To me this just sounds like he wants him but Zenit aren’t playing ball with a realistic price, holding out for an Abramovich-scale bidding war which just isn’t going to materialise. The good thing is that since he is in a big strop (saying he’d only be a Zenit player on paper if he doesn’t get a move in January) they have absolutely no bargaining power and no-one else (of any stature) wants him. If he does come in, expect it to be for a fee some way short of £10m, which is probably not much more than he’s actually worth.

In terms of actually replacing Cesc, I think Wenger will definitely bring someone in from outside the club, “internal solutions” or no.

There’s been some pretty perverse reaction from some of our fans. I’ve read people writing things like “Cesc’s injury is really bad, but at least it will force Wenger to spend money in January”. This is a totally warped point of view, twisted by hours spent impotently ranting against Wenger’s management, an activity which makes the ranter lose all sense of proportion and reason as their whole life-force seems to be channelled towards demanding big-money signings at Arsenal FC.

Forgive me for pointing out that the ultimate aim of football is not to force visionary managers into spending money at the expense of the outstanding footballers they already possess, and that maybe, just maybe, it would have been better not to have lost our best player and be forced into an unpromising market for a stop-gap solution. But at least the bleaters will get their signing at long last, which ought to quieten them down a bit (but probably won’t).

From the names being bandied about at the moment, I like the sound of Arteta in particular. Veloso and Inler are players who seem to be much admired around Europe and who would both be available at a decent price.
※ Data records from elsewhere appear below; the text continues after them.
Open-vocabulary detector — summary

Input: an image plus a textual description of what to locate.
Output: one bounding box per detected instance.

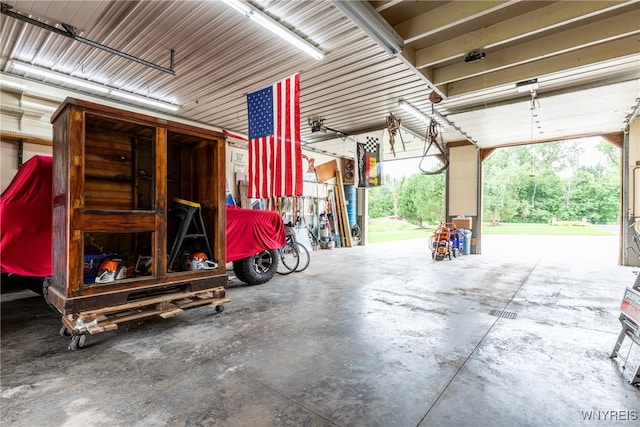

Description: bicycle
[276,224,311,275]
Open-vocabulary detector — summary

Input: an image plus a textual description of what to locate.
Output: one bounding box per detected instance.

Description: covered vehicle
[0,156,285,292]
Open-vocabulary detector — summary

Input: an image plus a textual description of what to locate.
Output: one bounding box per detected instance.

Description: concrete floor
[0,239,640,427]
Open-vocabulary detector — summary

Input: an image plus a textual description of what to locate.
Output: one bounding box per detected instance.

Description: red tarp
[227,206,285,262]
[0,156,285,276]
[0,156,53,276]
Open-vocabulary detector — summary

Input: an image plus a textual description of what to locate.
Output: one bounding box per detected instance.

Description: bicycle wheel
[295,242,311,273]
[276,242,300,274]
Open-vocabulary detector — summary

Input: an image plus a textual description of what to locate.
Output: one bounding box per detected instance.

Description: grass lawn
[367,218,615,243]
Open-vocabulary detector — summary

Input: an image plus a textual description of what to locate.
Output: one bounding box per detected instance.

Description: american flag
[247,74,302,198]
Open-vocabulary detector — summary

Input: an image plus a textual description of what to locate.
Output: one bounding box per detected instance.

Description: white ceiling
[0,0,640,159]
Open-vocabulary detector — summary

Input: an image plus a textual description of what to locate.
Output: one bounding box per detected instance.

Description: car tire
[233,249,278,285]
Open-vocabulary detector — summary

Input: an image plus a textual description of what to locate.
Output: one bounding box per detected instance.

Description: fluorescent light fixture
[516,79,538,93]
[222,0,324,60]
[11,61,180,111]
[11,61,109,93]
[398,101,431,123]
[331,0,404,55]
[0,80,28,92]
[109,90,180,111]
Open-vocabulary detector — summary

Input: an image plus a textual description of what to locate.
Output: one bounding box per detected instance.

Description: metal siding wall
[447,145,478,217]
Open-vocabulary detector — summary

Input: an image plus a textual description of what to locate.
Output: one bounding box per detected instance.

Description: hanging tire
[233,249,278,285]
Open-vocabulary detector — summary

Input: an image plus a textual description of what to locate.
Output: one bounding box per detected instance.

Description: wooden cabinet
[47,99,227,314]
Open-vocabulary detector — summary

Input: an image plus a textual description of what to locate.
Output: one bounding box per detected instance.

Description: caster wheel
[69,335,87,351]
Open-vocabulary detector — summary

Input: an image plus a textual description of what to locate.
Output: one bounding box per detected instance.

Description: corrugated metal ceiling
[0,0,640,162]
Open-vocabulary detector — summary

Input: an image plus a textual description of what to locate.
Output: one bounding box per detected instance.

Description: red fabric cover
[227,205,285,262]
[0,156,53,277]
[0,156,285,277]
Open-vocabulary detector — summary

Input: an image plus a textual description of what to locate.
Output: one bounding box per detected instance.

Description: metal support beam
[1,3,176,76]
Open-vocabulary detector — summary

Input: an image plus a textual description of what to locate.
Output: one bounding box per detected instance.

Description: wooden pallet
[61,286,231,350]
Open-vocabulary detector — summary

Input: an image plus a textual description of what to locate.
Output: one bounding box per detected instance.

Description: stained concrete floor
[0,239,640,427]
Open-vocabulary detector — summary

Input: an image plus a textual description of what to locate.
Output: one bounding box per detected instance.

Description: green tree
[398,174,445,227]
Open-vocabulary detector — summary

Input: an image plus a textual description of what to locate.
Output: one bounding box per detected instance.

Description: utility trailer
[0,98,284,349]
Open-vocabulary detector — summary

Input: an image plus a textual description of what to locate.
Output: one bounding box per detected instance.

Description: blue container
[344,185,358,227]
[462,228,471,255]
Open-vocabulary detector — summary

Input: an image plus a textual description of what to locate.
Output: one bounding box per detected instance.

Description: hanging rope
[387,113,407,157]
[418,112,449,175]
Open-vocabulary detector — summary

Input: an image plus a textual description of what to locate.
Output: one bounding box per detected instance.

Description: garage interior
[0,0,640,426]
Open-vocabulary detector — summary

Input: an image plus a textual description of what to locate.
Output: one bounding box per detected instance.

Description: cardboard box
[451,218,473,230]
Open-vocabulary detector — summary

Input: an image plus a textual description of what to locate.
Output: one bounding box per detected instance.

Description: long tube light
[331,0,404,55]
[222,0,324,61]
[11,61,180,111]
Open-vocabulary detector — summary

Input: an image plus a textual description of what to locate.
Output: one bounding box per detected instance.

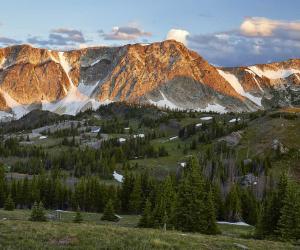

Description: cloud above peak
[187,17,300,66]
[27,28,86,47]
[99,25,152,41]
[166,29,190,45]
[240,17,300,39]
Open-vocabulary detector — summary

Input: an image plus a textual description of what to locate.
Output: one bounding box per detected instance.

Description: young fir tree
[205,190,220,234]
[139,199,153,228]
[278,182,300,240]
[225,185,242,222]
[121,169,133,213]
[129,176,143,214]
[176,157,207,233]
[241,189,258,226]
[101,199,119,222]
[4,195,15,211]
[255,173,288,238]
[73,206,83,223]
[30,202,47,221]
[153,176,176,229]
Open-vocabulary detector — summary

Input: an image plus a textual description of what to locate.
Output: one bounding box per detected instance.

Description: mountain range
[0,40,300,120]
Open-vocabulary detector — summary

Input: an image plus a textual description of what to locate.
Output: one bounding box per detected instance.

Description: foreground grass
[0,220,296,250]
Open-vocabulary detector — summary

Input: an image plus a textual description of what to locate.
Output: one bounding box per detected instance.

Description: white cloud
[240,17,300,39]
[166,29,190,45]
[99,24,152,41]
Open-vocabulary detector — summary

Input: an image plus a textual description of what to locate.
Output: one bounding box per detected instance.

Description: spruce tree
[139,199,153,228]
[278,182,300,240]
[176,157,207,233]
[38,201,47,221]
[4,195,15,211]
[129,176,143,214]
[153,176,176,228]
[101,199,119,222]
[73,206,83,223]
[205,190,220,234]
[241,189,258,226]
[225,184,242,222]
[30,202,47,221]
[255,173,288,238]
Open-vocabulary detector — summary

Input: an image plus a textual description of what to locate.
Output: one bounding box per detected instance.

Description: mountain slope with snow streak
[0,40,300,119]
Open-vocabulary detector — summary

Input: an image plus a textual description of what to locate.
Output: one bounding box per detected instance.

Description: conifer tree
[0,163,6,207]
[4,195,15,211]
[129,176,143,214]
[121,169,133,213]
[255,173,288,238]
[73,206,83,223]
[101,199,119,222]
[205,190,220,234]
[177,157,207,233]
[153,176,176,228]
[225,185,242,222]
[30,202,47,221]
[38,201,47,221]
[278,182,300,240]
[139,199,153,228]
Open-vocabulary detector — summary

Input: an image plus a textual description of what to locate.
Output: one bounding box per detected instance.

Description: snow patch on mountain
[149,91,182,110]
[113,171,124,182]
[218,69,262,106]
[0,111,14,122]
[249,66,300,79]
[245,69,264,92]
[0,90,29,119]
[198,103,227,114]
[0,57,6,69]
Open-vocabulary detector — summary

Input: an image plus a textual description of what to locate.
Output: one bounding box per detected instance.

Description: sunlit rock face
[0,40,300,119]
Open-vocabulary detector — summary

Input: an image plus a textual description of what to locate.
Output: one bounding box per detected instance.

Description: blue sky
[0,0,300,66]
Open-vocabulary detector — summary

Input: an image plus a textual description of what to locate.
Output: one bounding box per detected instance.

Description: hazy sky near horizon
[0,0,300,66]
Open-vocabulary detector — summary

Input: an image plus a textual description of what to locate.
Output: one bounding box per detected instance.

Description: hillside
[0,40,300,120]
[0,210,296,250]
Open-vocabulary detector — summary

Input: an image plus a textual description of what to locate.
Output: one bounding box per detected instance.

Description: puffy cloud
[240,17,300,39]
[52,28,85,43]
[187,17,300,66]
[99,25,152,41]
[27,28,86,46]
[166,29,190,45]
[0,36,22,46]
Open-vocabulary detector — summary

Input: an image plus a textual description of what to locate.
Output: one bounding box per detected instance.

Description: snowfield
[198,103,227,114]
[218,69,262,106]
[200,116,213,121]
[113,171,124,182]
[0,90,29,119]
[149,91,182,110]
[248,66,300,79]
[217,221,251,227]
[229,118,241,123]
[119,138,126,143]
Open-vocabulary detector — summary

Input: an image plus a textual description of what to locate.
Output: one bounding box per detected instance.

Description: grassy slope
[0,221,295,249]
[0,210,295,250]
I haven’t seen either enough to properly form an opinion of them, (and would be interested to hear the thoughts of anyone who has) but they are both still very young and I feel a more experienced player like Arteta or Alonso is more like what we need right now.
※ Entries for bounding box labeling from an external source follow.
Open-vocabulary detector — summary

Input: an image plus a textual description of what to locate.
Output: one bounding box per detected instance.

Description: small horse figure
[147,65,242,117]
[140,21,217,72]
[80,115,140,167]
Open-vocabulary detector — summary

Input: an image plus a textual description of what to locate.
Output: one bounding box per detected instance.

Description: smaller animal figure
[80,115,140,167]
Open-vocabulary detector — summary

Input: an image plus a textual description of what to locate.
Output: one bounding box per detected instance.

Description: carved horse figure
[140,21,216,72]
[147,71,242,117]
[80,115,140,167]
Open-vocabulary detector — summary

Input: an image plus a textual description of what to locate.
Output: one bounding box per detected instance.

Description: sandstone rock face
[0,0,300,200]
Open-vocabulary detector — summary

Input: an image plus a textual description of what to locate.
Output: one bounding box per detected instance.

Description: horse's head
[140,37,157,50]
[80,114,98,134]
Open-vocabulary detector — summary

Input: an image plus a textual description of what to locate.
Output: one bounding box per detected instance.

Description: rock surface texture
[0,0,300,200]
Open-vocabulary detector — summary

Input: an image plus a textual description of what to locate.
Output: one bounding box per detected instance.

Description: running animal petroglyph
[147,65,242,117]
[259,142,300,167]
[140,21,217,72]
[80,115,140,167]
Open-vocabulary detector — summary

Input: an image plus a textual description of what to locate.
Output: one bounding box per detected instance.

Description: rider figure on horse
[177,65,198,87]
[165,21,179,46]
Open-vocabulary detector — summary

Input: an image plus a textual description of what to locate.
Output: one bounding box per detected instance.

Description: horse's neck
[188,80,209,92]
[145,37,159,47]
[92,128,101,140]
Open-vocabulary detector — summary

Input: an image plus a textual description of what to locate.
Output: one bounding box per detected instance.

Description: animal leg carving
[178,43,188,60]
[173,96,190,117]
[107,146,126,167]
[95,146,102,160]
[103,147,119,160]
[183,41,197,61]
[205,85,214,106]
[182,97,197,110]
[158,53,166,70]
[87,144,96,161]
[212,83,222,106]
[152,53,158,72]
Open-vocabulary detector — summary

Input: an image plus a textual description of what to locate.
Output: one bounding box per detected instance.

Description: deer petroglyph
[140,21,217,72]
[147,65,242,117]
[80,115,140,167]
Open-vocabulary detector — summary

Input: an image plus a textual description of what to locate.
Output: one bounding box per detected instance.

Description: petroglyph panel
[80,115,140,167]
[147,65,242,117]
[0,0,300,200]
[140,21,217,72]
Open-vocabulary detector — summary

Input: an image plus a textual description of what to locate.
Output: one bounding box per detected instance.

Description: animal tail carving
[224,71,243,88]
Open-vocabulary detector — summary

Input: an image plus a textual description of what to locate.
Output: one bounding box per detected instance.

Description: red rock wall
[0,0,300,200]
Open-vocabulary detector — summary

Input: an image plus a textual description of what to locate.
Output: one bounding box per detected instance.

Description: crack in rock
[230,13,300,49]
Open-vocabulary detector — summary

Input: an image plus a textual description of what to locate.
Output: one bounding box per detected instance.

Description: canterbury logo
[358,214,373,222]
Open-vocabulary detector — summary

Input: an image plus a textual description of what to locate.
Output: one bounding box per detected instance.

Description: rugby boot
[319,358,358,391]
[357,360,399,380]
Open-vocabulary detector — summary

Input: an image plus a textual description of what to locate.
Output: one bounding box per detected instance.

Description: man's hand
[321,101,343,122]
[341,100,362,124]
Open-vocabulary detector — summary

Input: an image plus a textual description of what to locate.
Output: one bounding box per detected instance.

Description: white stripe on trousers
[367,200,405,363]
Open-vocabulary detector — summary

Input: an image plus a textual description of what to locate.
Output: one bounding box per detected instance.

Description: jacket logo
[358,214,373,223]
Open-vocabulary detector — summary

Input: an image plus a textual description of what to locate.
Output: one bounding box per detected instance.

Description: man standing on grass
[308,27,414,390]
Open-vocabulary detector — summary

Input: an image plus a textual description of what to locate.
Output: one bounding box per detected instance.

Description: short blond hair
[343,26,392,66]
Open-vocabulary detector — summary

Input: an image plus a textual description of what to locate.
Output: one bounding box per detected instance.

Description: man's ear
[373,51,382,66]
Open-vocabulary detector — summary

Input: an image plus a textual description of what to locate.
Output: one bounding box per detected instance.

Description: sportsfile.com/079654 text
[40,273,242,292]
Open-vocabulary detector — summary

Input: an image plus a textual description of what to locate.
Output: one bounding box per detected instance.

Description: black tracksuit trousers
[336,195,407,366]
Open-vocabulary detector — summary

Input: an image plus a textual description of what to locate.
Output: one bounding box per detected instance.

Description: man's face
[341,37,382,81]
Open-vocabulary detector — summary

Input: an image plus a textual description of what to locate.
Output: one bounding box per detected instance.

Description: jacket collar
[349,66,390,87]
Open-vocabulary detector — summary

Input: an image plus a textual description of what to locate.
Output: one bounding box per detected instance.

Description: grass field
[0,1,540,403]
I’d be interested to hear your thoughts, though of course the only thoughts which really matter right now are those of Wenger and he’s probably got pretty different thoughts to the likes of us. He doesn’t regret selling Diarra. Gotta say I do regret that. A wee bit.

He also said he was looking forward to everyone coming over very “imaginative” in their speculation. So we can expect to see the Daily Mirror staging an open-air Nativity play in which a wise man, a shepherd and one of the cows are unmasked one after another as expensive South American solutions to Arsenal’s mid-season malaise smuggled into the UK by Arsene under the pretence of popular seasonal drama in order to avoid work-permit complications.

Of course the best thing would be if we could sign God Incarnate, who was rumoured to have been shown round London Colney last Thursday and who would certainly provide a bit of steel at centre-half.